< 1 Samuël 18 >

1 Het geschiedde nu, als hij geeindigd had tot Saul te spreken, dat de ziel van Jonathan verbonden werd aan de ziel van David; en Jonathan beminde hem als zijn ziel.
And it was when finished he to speak to Saul and [the] self of Jonathan it was bound with [the] self of David (and he loved him *Q(k)*) Jonathan like own self his.
2 En Saul nam hem te dien dage, en liet hem niet werderkeren tot zijns vaders huis.
And he took him Saul on the day that and not he permitted him to return [the] house of father his.
3 Jonathan nu en David maakten een verbond, dewijl hij hem liefhad als zijn ziel.
And he made Jonathan and David a covenant in love his him like own self his.
4 En Jonathan deed zijn mantel af, dien hij aan had, en gaf hem aan David, ook zijn klederen, ja, tot zijn zwaard toe, en tot zijn boog toe, en tot zijn gordel toe.
And he stripped himself Jonathan the robe which [was] on him and he gave it to David and garments his and to sword his and to bow his and to belt his.
5 En David toog uit, overal, waar Saul hem zond; hij gedroeg zich voorzichtiglijk, en Saul zette hem over de krijgslieden; en hij was aangenaam in de ogen des gansen volks, en ook in de ogen der knechten van Saul.
And he went out David in every where he sent him Saul he prospered and he appointed him Saul over [the] men of war and it was good in [the] eyes of all the people and also in [the] eyes of [the] servants of Saul.

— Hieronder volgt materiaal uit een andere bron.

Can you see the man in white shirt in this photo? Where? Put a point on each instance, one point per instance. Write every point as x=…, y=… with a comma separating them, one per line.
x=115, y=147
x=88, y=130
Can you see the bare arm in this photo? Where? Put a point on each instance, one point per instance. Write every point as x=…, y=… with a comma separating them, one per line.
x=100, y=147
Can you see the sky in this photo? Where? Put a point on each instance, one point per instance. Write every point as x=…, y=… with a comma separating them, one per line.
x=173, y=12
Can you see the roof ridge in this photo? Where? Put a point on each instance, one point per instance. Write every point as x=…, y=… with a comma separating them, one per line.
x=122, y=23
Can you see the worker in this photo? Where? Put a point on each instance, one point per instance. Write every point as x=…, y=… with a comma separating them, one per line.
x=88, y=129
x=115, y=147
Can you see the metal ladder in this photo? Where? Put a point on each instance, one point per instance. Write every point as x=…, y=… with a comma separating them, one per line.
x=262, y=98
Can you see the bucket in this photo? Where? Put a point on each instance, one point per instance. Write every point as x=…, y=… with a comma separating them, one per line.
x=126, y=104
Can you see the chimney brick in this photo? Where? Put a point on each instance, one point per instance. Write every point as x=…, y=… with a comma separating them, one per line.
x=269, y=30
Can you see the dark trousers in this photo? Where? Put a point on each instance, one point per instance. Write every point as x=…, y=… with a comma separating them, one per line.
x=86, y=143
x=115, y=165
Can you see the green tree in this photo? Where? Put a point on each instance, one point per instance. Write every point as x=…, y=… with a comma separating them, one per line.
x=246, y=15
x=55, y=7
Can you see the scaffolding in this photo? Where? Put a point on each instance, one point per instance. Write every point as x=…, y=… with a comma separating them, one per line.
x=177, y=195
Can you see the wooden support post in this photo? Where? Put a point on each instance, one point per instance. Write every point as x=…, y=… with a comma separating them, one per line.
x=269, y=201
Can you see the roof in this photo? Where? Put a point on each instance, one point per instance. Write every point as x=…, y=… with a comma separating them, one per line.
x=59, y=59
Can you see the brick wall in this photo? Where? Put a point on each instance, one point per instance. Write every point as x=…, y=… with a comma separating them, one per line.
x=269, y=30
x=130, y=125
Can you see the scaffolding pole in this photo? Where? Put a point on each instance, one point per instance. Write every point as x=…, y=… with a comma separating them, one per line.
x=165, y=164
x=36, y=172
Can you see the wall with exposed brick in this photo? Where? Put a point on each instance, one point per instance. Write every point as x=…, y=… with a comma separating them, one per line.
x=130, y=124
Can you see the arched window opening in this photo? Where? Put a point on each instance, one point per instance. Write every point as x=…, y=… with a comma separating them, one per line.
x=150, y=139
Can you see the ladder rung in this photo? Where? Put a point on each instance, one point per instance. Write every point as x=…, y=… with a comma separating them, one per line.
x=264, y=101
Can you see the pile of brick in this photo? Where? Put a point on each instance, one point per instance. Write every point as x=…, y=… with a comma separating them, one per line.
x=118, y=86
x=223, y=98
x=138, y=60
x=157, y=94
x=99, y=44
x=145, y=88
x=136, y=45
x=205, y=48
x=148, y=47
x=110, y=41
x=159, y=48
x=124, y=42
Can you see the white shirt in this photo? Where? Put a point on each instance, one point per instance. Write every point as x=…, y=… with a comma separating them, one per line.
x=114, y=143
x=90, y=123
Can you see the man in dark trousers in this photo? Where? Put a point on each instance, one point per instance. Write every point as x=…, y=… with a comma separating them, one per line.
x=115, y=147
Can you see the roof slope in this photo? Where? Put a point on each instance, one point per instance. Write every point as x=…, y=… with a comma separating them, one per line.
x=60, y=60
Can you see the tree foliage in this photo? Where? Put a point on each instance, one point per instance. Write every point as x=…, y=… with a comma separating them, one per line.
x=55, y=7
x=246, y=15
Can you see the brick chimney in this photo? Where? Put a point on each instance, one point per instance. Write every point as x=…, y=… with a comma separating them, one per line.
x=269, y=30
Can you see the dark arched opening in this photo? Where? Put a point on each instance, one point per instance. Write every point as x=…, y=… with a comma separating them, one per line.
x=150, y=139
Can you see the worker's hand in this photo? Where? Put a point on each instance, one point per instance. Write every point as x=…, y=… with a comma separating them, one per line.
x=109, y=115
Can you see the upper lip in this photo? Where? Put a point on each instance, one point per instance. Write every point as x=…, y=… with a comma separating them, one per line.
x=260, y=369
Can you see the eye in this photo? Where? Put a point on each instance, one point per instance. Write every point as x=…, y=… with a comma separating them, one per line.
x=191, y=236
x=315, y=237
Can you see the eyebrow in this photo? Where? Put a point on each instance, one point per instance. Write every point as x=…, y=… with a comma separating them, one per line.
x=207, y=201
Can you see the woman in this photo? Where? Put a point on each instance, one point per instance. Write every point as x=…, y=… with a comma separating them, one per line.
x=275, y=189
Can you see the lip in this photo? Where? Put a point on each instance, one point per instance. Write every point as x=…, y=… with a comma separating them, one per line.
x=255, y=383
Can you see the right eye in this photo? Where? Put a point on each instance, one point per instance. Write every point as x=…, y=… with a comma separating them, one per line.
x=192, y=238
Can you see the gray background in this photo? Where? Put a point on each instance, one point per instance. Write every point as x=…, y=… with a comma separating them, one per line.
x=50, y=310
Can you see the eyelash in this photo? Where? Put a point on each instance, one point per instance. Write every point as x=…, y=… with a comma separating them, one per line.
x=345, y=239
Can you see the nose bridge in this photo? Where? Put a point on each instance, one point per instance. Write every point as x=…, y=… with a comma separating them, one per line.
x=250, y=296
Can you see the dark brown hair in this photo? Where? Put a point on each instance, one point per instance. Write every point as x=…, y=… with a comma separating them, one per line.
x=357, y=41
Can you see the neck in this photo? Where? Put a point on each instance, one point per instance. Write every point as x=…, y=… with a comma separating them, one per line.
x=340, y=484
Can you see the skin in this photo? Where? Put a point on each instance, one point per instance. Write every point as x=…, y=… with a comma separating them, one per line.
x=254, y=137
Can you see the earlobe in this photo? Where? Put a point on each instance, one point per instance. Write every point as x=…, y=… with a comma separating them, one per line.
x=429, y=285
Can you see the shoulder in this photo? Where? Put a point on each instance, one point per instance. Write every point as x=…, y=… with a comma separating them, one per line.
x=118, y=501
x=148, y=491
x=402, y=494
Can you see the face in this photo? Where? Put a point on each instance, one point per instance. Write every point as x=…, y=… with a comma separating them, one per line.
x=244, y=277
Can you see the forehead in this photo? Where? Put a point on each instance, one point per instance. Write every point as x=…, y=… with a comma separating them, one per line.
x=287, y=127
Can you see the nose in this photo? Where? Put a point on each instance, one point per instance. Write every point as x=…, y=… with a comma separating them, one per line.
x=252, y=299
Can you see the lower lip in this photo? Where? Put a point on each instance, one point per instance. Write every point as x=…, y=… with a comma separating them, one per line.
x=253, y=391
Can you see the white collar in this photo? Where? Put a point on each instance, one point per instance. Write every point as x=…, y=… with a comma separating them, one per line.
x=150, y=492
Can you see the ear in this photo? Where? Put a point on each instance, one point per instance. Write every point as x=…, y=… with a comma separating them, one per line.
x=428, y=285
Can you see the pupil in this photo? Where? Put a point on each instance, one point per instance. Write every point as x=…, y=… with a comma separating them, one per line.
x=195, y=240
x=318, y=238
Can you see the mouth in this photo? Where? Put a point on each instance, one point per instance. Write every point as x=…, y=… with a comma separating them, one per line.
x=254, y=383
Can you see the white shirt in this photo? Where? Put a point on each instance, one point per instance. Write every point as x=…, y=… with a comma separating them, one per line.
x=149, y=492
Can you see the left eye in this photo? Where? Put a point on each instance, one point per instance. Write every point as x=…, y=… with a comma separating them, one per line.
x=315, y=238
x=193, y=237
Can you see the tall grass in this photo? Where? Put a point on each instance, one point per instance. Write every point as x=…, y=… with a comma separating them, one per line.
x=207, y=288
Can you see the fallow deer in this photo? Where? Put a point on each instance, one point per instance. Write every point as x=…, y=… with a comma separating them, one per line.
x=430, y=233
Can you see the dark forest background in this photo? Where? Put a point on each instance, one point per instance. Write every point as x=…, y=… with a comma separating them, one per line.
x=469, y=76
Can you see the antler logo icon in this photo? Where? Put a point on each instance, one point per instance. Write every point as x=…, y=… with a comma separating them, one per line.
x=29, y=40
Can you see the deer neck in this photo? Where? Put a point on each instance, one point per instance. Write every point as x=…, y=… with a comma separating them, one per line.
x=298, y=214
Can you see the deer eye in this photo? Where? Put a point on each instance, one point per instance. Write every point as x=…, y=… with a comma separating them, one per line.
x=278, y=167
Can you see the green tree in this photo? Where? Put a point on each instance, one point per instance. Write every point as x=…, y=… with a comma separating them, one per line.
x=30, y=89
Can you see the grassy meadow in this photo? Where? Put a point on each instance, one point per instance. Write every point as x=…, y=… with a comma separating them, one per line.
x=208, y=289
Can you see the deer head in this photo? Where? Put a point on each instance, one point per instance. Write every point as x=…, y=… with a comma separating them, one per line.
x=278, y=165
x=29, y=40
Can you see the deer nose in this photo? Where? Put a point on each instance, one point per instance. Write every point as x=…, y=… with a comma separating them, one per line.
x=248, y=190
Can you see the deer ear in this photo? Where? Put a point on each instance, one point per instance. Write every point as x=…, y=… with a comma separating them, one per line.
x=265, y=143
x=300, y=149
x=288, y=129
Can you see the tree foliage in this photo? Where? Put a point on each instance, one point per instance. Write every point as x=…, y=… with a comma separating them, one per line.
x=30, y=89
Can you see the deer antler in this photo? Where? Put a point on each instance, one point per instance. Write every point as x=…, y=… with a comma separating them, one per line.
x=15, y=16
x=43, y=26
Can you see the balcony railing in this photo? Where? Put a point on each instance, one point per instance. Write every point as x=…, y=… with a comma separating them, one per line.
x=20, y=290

6 Het geschiedde nu, toen zij kwamen, en David wederkeerde van het slaan der Filistijnen, dat de vrouwen uitgingen uit al de steden van Israel, met gezang en reien, den koning Saul tegemoet, met trommelen, met vreugde en met muziekinstrumenten.
And it was when came they when returned David from striking down the Philistine and they came out the women from all [the] cities of Israel (to sing *Q(k)*) and the dancing to meet Saul the king with tambourines with joy and with three-stringed instruments.
7 En de vrouwen, spelende, antwoordden elkander en zeiden: Saul heeft zijn duizenden verslagen, maar David zijn tienduizenden!
And they sang the women who were playing and they said he has struck down Saul (thousands his *Q(K)*) and David ten thousands his.
8 Toen ontstak Saul zeer, en dat woord was kwaad in zijn ogen, en hij zeide: Zij hebben David tien duizend gegeven, doch mij hebben zij maar duizend gegeven; en voorzeker zal het koninkrijk nog voor hem zijn.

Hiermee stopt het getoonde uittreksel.